The hormone estrogen has positive benefits on the immune system of women. During menopause, the effects of aging and diminishing concentrations of estrogen may negatively impact the immune system. Soy isoflavones have both estrogenic and antioxidant properties so they may be beneficial to women during this stage of life.

A recent study evaluated the effects of soy isoflavones, both in soymilk and supplement form, on immunity and oxidative stress in postmenopausal women. Results from this placebo-controlled double blind study showed that soy isoflavones from either the soymilk or supplements were beneficial. Isoflavones increased the population of B-cells, important cells in the immune system, and decreased the plasma concentration of a compound whose high levels are an indicator of DNA damage. Soymilk and supplemental isoflavones may therefore be protective against DNA damage and improve immune function in postmenopausal women.

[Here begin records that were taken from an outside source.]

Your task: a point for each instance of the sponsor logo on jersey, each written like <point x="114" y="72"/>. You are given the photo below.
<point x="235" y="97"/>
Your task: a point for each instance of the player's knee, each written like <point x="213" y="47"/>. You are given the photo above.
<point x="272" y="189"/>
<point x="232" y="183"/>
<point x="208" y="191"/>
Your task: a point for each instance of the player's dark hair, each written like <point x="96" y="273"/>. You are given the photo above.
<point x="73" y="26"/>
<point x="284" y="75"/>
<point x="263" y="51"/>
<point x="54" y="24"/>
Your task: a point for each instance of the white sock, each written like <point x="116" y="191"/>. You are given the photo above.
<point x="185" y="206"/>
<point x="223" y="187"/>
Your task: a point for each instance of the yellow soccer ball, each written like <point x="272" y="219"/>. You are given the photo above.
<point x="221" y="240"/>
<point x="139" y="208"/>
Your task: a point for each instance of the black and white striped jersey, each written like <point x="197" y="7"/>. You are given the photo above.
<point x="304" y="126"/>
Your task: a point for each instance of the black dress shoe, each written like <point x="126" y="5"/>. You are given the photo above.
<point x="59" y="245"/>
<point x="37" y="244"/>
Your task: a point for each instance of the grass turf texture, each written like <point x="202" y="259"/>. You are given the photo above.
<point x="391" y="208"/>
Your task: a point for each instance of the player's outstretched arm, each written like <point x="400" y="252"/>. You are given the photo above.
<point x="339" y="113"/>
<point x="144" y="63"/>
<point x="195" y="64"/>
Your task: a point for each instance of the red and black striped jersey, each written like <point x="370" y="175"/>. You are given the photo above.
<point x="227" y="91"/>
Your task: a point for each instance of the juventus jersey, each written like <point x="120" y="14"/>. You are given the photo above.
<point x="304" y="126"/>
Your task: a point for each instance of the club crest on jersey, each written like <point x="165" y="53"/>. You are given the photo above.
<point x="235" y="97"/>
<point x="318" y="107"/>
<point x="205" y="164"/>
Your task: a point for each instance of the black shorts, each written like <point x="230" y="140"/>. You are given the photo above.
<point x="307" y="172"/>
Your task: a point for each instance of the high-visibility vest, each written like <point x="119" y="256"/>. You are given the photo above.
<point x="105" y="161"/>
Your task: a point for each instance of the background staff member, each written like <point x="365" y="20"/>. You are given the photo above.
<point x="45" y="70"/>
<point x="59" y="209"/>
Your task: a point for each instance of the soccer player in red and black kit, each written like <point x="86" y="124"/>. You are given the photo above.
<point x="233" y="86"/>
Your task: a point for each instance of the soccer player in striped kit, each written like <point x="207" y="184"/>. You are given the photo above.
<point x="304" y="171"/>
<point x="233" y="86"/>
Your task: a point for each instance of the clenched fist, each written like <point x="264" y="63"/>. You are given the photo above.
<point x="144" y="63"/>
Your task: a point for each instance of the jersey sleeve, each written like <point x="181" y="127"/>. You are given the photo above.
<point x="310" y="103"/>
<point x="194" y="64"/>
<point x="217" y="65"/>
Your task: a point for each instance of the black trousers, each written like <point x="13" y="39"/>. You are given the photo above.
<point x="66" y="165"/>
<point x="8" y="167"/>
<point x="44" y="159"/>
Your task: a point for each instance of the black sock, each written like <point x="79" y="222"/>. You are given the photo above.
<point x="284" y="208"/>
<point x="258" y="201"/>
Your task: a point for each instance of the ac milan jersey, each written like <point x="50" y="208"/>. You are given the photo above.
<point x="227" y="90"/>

Source: Soy isoflavones modulate immune function in healthy postmenopausal women, Tracy A Ryan-Borchers, Jean Soon Park, Boon P Chew, Michelle K McGuire, Lisa R Fournier and Kathy A Beerman, American Journal of Clinical Nutrition, Vol. 83, No. 5, 1118-1125, May 2006

Wednesday, June 14, 2006

Take steps now to protect your vision later

High dietary intakes of the antioxidants beta-carotene, vitamin C, vitamin E, and zinc may reduce the risk of developing age-related macular degeneration (AMD) the most common cause of permanent blindness in the developed world.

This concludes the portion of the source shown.